On the other hand, it seems a bit presumptuous to completely disavow any interest in the gossip of a sucessful artist's personal life. We are curious about the psychological factors which contribute to the artifacts which we admire.
Perhaps human beings are both separate, and part of, the thingys which they create.
- Von Bark (guest) 4-01-2005 5:57 am
Oi, yr original note may have people thinking Banville is beating up on Houllebeccq, when he really is just teasing Mr H's enthusiasm for Lovecraft. On Houllebeccq himself, He's quite upbeat, and Houllebeccq is the riskier flavor:
"Houellebecq, if we are to take him at his word and not think ourselves mocked by his fanciful flights, achieves a profound insight into the nature of our collective death wish, as well as our wistful hope for something to survive, even if that something is not ourselves".
- adhdghjdgk (guest) 4-05-2005 11:53 am
That doesn't sound risky, that sounds averagely earnest.

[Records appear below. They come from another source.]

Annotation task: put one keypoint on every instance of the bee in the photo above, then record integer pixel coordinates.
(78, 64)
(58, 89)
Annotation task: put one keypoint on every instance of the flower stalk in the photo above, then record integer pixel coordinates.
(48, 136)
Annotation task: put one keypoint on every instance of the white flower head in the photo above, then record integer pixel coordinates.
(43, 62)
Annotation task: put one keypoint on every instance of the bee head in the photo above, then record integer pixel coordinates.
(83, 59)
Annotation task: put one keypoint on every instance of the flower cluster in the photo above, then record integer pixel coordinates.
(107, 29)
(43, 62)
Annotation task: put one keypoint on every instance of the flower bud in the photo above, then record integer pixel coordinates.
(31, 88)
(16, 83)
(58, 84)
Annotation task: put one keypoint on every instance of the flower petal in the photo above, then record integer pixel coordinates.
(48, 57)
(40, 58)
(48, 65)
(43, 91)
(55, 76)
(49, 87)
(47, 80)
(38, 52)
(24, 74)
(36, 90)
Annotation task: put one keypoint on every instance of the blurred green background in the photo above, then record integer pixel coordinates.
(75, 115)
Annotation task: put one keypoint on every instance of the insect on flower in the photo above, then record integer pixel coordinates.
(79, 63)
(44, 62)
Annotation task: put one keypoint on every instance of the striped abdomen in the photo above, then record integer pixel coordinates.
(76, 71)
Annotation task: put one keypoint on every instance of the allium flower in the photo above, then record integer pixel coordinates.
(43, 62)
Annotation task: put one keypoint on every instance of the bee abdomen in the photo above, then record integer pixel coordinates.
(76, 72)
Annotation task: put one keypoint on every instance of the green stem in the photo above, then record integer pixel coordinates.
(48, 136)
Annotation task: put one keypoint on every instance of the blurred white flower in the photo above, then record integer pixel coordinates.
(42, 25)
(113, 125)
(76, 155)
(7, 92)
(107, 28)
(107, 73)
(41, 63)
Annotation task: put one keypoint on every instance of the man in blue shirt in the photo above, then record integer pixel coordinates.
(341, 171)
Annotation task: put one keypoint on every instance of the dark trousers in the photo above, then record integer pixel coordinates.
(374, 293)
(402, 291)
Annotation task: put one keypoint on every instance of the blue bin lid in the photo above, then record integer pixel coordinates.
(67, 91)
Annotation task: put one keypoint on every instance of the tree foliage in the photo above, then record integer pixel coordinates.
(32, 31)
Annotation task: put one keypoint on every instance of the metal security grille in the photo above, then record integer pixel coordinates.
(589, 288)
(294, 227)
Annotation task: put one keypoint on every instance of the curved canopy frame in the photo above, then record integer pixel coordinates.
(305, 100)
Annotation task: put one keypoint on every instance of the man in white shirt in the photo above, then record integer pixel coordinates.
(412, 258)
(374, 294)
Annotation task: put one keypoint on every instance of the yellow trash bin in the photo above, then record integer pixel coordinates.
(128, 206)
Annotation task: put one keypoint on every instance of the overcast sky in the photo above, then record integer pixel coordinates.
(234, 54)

I haven't read Houllebecq and can't debate him, though.
- tom moody 4-05-2005 6:11 pm
I’m reminded of another of Jeremy Gilbert-Rolf’s lines about how “unpleasant people may make good art out of unpleasant material.” I think he was talking about Bloomsbury, but if the screw fits…
- alex 4-06-2005 4:48 am
I honestly cannot believe that you consider Emmanuel Carrrere in the same category of literature as Philip Dick. "The vision thing" is a load of crap. Every hack writer on the planet has "the vision thing" as a surrogate for literary value. If it makes you happy, I guess, it can't that bad. If it makes you happy, then why the hell are you so sad?